2. Their recipe works in their restaurant, for their customers.
Let’s stick with the WP Curve example for a minute.
WP Curve offers 24/7 WordPress support which includes unlimited 30 minute projects to make your site faster, more secure etc.
If Dan and Alex followed the SaaS business recipe, they may have spent months trying to build software that powered their business.
Instead, they delivered the support themselves (answering tickets at all hours of the night) and slowly grew a support team to deliver the service uninterrupted.
Yes, they use various softwares to facilitate and execute their top notch service, but there are people behind the scenes getting the work done.
Similar to WP Curve, I realized that one of my strengths is helping execute mobile marketing campaigns that drive repeat visits and get customers to spend more money, more frequently.
Mobile marketing (for me and others) seems to be best served as a service vs informational training…right now.
By sticking with this simple service model (and productizing) it, I’ve got Mobile Marketing Engine to $2k in monthly recurring revenue in just 2 months, which has been way easier to monetize than trying to create and sell mobile information to my current audience.
The audience you’re trying to serve may not receive the full benefits of your offering if you’re following someone else’s recipe.
Remember, their recipe was for their customers. Find the recipe that works best for your customers.
3. Their Recipe May Limit Your Results
Back to the taco’s.
Heck, any food recipe we follow.
By following someone else’s recipe, the result is pretty much dictated to us.
“Follow this, get that”.
What if I’m capable of more than “that”?
….”Sorry, that recipe doesn’t deliver more”.
One thing I’ve noticed in the last 2.5 years is that many of the successful online entrepreneurs out there don’t consume much content (sometimes none) from other people in the online space.
We all know it’s distracting yet we many of us do it.
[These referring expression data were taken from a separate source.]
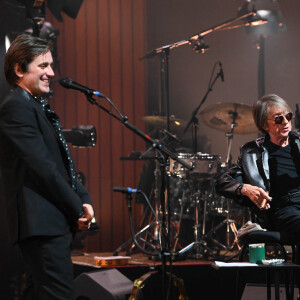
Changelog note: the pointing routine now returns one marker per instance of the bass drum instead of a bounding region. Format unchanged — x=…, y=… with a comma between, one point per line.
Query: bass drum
x=148, y=286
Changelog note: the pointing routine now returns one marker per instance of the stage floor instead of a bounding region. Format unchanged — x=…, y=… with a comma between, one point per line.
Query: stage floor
x=201, y=280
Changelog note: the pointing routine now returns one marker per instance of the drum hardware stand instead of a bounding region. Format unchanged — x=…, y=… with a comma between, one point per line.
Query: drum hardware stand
x=200, y=240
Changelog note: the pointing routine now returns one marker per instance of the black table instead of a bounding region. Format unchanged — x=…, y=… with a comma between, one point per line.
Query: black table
x=287, y=268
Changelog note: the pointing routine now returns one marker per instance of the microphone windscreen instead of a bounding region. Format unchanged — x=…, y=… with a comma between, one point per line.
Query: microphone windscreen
x=65, y=82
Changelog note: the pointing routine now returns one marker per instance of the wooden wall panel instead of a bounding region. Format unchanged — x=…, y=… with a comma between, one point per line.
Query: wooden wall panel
x=100, y=49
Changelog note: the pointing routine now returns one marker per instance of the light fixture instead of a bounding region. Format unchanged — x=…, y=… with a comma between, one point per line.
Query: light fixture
x=267, y=13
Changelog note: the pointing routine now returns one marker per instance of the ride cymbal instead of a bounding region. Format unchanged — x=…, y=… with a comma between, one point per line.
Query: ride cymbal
x=221, y=115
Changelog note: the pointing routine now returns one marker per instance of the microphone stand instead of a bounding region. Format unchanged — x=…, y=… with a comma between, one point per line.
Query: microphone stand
x=165, y=244
x=199, y=46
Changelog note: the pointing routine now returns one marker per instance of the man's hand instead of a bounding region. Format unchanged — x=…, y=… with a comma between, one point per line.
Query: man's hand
x=84, y=222
x=257, y=195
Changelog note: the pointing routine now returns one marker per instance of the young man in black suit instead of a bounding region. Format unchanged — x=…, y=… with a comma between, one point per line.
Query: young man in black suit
x=45, y=202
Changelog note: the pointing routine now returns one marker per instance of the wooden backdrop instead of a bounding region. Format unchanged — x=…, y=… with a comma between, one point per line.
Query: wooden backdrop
x=101, y=49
I’ve been guilty of this but have done a much better job by unsubscribing to 90% of the newsletters I was subscribed to.
The more we consume from others, the more we’re likely to follow someone else’s recipe.
The whole point here is that the way others build a a business and life they love may not be the best way for you.
It’s nice to have a recipe to feel safe and warm and believe that we’re on the right path, but the only person that knows if you’re’ on the right path is you.
Are you too busy someone’s online business recipe or are you making your own?